Digamos que todos nosotros fuimos concebidos bajo el peso intransferible de una profecía. El tiempo nos guardó una fecha, una hora y un nombre con los que podríamos andar por el mundo, desperdigando toda nuestra infinita miseria en las ciudades de nadie y sus barrios sin gloria.
¿Dónde estamos ahora esos niños de la profecía? ¿Dónde estás tú que fuiste tu propio mesías y que viniste al mundo para intentar cambiarlo? No me digas que ya no crees en tus propios milagros ni en el sacramento de las madres al bautizar las sopas. No me digas que ahora vendes el voto, vas a las corridas de toros o discriminas a los homosexuales. Tú eras el chico que iba a cambiar este país repleto de cenizas, tú ibas a entrar a los templos y a los centros comerciales a tumbar las mesas de los profanadores de la vida.

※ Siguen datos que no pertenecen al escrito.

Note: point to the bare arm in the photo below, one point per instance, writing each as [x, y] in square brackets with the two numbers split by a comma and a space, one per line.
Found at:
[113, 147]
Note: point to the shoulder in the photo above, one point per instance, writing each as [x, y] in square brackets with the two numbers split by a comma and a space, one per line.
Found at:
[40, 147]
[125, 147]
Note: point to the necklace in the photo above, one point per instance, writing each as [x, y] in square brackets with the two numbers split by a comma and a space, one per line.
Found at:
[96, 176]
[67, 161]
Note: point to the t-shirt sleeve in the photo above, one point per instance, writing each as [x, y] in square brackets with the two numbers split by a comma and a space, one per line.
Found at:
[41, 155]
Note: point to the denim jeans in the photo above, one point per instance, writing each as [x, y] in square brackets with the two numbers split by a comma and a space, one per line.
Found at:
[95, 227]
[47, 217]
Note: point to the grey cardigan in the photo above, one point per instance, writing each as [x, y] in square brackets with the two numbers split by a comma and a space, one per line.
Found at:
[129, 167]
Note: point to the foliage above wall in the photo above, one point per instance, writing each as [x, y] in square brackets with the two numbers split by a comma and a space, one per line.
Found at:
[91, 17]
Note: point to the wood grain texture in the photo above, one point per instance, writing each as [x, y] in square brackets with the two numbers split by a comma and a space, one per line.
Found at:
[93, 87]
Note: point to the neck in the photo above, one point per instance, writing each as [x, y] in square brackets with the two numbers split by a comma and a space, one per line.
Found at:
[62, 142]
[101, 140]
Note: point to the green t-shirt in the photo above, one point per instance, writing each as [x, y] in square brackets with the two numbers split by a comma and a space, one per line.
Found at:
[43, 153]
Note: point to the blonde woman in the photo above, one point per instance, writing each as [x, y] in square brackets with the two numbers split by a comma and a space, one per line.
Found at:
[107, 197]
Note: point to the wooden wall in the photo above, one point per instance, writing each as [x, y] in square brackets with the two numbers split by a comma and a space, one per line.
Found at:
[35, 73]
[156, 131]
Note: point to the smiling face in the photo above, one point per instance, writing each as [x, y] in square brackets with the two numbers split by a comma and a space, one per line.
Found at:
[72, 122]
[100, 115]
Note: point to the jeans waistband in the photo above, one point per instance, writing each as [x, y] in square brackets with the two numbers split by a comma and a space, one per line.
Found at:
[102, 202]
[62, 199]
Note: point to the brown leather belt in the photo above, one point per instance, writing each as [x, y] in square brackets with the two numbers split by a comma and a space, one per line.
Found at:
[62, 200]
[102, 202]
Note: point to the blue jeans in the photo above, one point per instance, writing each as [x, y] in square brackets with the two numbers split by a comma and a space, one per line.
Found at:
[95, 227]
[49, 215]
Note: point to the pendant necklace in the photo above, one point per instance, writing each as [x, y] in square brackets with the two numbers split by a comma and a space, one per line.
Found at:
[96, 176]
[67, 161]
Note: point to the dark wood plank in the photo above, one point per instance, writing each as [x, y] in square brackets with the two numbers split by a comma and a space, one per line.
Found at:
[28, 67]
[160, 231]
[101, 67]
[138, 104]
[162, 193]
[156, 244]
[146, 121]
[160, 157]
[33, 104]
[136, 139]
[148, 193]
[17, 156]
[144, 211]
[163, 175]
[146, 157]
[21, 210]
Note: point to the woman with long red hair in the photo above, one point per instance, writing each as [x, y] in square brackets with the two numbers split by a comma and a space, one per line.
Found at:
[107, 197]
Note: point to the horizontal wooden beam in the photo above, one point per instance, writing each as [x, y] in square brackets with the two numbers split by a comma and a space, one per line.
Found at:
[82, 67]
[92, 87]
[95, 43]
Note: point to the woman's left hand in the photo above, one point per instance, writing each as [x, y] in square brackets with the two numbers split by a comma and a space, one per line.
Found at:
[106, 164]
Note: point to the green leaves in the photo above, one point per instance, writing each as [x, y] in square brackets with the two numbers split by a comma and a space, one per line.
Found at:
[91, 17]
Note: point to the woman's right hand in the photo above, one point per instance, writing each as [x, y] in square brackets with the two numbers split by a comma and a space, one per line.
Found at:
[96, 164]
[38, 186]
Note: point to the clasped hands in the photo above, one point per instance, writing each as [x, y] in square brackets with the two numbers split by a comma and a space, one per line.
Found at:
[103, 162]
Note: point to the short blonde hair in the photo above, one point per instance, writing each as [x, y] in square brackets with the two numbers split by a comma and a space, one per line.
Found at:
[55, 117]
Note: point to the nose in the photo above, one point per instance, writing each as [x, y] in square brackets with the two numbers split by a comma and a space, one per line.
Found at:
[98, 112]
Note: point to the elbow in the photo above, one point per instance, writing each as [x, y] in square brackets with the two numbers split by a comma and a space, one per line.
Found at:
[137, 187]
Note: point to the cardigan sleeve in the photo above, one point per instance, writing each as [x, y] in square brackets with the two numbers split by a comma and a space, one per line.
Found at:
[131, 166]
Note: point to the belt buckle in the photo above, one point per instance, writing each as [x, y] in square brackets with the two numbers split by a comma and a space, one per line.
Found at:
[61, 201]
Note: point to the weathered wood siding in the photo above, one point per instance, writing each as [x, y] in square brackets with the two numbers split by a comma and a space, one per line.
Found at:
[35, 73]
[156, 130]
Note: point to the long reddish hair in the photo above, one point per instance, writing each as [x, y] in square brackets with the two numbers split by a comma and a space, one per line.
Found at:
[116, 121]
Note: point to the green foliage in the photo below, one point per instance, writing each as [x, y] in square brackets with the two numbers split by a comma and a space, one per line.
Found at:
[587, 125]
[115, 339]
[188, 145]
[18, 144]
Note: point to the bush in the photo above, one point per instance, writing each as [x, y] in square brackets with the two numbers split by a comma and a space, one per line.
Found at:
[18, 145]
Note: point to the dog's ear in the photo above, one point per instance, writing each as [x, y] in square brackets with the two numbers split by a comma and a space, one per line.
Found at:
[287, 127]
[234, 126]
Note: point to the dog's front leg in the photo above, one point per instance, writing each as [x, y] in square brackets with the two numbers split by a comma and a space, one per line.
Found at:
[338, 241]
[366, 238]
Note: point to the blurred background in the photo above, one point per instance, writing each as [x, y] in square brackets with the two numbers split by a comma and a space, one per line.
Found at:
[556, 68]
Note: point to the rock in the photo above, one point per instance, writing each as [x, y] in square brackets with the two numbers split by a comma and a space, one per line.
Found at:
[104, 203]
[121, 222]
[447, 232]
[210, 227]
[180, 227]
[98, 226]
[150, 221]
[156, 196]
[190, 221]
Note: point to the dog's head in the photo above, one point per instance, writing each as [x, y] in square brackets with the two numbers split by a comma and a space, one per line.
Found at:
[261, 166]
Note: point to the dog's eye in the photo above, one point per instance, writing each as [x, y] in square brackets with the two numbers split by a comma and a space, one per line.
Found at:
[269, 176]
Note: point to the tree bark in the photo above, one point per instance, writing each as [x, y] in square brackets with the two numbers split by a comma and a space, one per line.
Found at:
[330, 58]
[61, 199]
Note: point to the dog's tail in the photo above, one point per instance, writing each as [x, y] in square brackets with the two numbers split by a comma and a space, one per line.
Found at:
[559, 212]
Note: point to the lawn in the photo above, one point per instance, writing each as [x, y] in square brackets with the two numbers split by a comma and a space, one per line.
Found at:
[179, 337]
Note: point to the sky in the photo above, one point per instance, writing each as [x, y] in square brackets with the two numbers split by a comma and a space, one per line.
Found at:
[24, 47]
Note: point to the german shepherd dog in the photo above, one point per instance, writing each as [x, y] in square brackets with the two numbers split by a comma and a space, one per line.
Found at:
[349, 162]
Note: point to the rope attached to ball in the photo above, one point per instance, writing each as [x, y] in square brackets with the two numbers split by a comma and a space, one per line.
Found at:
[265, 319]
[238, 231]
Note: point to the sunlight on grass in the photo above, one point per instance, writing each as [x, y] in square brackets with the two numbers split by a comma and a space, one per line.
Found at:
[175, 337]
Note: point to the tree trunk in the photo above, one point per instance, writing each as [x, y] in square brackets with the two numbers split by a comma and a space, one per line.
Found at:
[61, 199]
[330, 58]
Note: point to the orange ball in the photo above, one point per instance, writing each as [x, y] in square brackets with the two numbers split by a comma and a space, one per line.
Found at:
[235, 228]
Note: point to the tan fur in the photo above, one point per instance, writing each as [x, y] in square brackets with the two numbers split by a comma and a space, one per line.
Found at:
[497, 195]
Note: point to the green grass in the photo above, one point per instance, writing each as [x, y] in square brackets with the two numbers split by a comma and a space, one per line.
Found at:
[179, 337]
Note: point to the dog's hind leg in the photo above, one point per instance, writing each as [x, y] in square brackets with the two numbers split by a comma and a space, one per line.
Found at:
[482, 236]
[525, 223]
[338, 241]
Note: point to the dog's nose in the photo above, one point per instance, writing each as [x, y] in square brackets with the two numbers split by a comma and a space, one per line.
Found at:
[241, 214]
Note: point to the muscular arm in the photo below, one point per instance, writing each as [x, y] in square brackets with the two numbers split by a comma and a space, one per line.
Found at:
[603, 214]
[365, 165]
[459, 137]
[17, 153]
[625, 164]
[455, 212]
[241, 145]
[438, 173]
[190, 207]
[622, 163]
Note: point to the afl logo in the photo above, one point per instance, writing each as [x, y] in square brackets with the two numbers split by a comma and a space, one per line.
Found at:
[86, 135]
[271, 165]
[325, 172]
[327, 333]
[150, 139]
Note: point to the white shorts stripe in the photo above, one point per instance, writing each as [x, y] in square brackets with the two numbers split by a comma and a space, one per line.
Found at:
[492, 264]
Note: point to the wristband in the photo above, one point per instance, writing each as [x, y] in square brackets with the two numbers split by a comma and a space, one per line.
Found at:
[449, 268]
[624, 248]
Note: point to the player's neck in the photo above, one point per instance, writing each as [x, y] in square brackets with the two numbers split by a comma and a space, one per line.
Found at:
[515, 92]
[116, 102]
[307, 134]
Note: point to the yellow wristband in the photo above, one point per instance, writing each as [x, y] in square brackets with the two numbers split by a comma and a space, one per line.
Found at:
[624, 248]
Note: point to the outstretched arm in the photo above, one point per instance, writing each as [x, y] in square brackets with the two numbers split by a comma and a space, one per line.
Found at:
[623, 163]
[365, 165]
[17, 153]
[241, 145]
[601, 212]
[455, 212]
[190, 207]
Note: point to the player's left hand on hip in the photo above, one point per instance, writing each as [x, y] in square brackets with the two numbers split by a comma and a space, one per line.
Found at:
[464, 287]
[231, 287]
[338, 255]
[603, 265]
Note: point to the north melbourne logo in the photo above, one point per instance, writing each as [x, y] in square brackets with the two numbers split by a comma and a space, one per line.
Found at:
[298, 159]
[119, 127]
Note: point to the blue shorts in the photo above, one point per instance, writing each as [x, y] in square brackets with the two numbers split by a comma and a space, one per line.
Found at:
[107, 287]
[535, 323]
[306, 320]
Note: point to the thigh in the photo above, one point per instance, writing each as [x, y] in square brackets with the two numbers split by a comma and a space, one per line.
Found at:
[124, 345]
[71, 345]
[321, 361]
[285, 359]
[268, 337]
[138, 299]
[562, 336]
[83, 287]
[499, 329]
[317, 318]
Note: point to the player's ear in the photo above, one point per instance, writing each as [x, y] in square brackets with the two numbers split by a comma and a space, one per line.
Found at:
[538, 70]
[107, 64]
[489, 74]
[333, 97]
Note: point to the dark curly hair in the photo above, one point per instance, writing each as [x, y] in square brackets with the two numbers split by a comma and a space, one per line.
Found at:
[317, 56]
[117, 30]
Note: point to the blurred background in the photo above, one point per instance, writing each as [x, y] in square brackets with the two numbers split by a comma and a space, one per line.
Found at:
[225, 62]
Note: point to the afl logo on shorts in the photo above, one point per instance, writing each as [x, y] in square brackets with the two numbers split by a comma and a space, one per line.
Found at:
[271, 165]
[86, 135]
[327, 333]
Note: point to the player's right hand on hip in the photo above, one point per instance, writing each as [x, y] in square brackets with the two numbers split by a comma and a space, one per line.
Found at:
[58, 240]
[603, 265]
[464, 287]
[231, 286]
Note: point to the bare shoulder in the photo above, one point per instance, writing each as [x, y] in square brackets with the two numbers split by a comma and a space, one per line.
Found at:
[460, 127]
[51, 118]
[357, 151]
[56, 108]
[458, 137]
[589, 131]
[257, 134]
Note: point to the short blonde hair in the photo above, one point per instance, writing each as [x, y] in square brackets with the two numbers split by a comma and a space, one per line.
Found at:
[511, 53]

¿Qué pasó entonces contigo?
¿Quién te quitó tu comparsa de arcángeles y capuchones?
Eras un fardo de presagios insólitos y los años hicieron de ti un cántaro vacío. Eras la buena nueva de esta república de escombros y terminaste siendo un muñeco de 31 de diciembre, achicharrándose en una calle cualquiera.
No obstante, algún día te acordarás para qué viniste a la Tierra. Sabrás que éste no es un lugar para alardear de la fe ni juzgar a los demás. Pondrás tu mano en la mano del prójimo y sentirás un calorcito y un olor a barro. No te quedarás callado ante las injusticias de la ciudad en donde vives.
Y al final, cuando la inminente muerte te encuentre, no habrás partido en dos los templos, pero habrás dejado una pequeña y significativa huella de amor en el planeta.